BDWatchdog has now been published! If you like or if you are interested in our work, you can cite us with:

Jonatan Enes, Roberto R. Expósito, Juan Touriño. BDWatchdog: Real-time monitoring and profiling of Big Data applications and frameworks. Future Generation Computer Systems, vol. 87, pages 420-437, October 2018. Online Preprint

BDWatchdog is a framework to assist in the in-depth and real-time analysis of the execution of Big Data frameworks and applications. Two approaches are used in order to get an accurate picture of what an application is doing with the resources it has available 1) per-process resource monitoring and 2) mixed system and JVM profiling using flame graphs.

With monitoring and profiling, used individually or combined, it is also possible to easily identify both resources and code bottlenecks as well as account for resource utilization or spot certain patterns that frameworks or applications may have.
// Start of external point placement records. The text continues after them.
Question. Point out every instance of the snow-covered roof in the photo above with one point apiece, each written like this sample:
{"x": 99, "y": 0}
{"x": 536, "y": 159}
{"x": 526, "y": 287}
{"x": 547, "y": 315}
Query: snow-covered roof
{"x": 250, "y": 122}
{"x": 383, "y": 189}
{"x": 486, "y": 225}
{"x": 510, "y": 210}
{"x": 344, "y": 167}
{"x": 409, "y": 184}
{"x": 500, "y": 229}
We are proud to announce that a full working public demo of the framework is now available!

You can try it on here or by clicking on the "Try it" section of t

Per-process monitoring

For the per-process monitoring, resource usage metrics for CPU, memory, disk and network are retrieved, processed and pushed to a time series database in a continuous stream. Thanks to this stream-based approach, it is possible, in real-time, to see and use this data for several purposes like visualization, reporting or to take automated actions to tackle several situations like resource bottlenecks, loss of efficiency or even resource limitation.

Moreover, the per-process approach allows to deploy this monitoring solution on a broader type of virtualized infrastructures, from the already common bare-metal hosts or virtual machines (Cloud instances) to the newer type of containers.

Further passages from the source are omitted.